How to regress multiple series on single series conditioned on grouping variables?

Question

I feel that my basic problem is how to regress multiple series on a single series. Although my series are not equal in time, even when I use equal time length series for stock and benchmark(I can provide data I made equal manually if needed) I get an error. I want to estimate a market model (that is, regressing a stock's returns on benchmark's return for each day, for all stocks) and to make a data frame of beta values from the regression in long format. So, for the sample provided, there will be 4 beta values(2 for ABC and 2 for XYZ) in the beta value data frame.

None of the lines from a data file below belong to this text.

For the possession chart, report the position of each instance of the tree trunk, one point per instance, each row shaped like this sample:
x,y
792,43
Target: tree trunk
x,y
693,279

This is a sample of two stock prices

idf <- structure(list(Firm = c("ABC", "ABC", "ABC", "ABC", "ABC", "ABC", "ABC",
  "ABC", "ABC", "ABC", "ABC", "ABC", "ABC", "ABC", "ABC", "XYZ", "XYZ", "XYZ",
  "XYZ", "XYZ", "XYZ", "XYZ", "XYZ", "XYZ", "XYZ", "XYZ", "XYZ", "XYZ", "XYZ",
  "XYZ"), Date = structure(c(NA, 1451642400, 1451646000, 1451649600, 1451653200,
  1451656800, 1451660400, 1451664000, 1451898000, 1451901600, 1451905200,
  1451908800, 1451912400, 1451916000, 1451919600, NA, 1451642400, 1451646000,
  1451649600, 1451653200, 1451656800, 1451660400, 1451664000, 1451898000,
  1451901600, 1451905200, 1451908800, 1451912400, 1451916000, 1451919600),
  tzone = "UTC", class = c("POSIXct", "POSIXt")), Price = c(1270.9, 1277,
  1273.25, 1273.85, 1273.75, 1272, 1265.35, 1265.35, 1253.1, 1248.1, 1242,
  1248.15, 1241.1, 1246.5, 1242.5, 225.75, 225.7, 225.5, 225.45, 228.6, 227.7,
  227.8, 227.8, 226, 225.1, 222.35, 222.25, 221.1, 221.2, 220.7), rt = c(NA,
  0.00478826614451489, -0.0029408902678254, 0.000471124032113579,
  -7.8505259892836e-05, -0.00137484063686699, -0.00524170116535849, 0,
  -0.00972828256347036, -0.00399808624683118, -0.00489941143098349,
  0.00493947152112462, -0.00566437187907365, 0.00434154082813709, 
  -0.00321414499282824, NA, -0.000221508473604359, -0.000886524880757023, 
  -0.000221754075639957, 0.0138753464936165, -0.00394477829101625, 
  0.000439077943387822, 0, -0.00793305174079517, -0.00399025135959974, 
  -0.0122920309559813, -0.000449842562691316, -0.00518778653061336, 
  0.000452181784779349, -0.00226295638548901), day = structure(c(NA, 16801,
  16801, 16801, 16801, 16801, 16801, 16801, 16804, 16804, 16804, 16804, 16804,
  16804, 16804, NA, 16801, 16801, 16801, 16801, 16801, 16801, 16801, 16804,
  16804, 16804, 16804, 16804, 16804, 16804), class = "Date")),
  .Names = c("Firm", "Date", "Price", "rt", "day"),
  row.names = c(NA, -30L), class = c("tbl_df", "data.frame"))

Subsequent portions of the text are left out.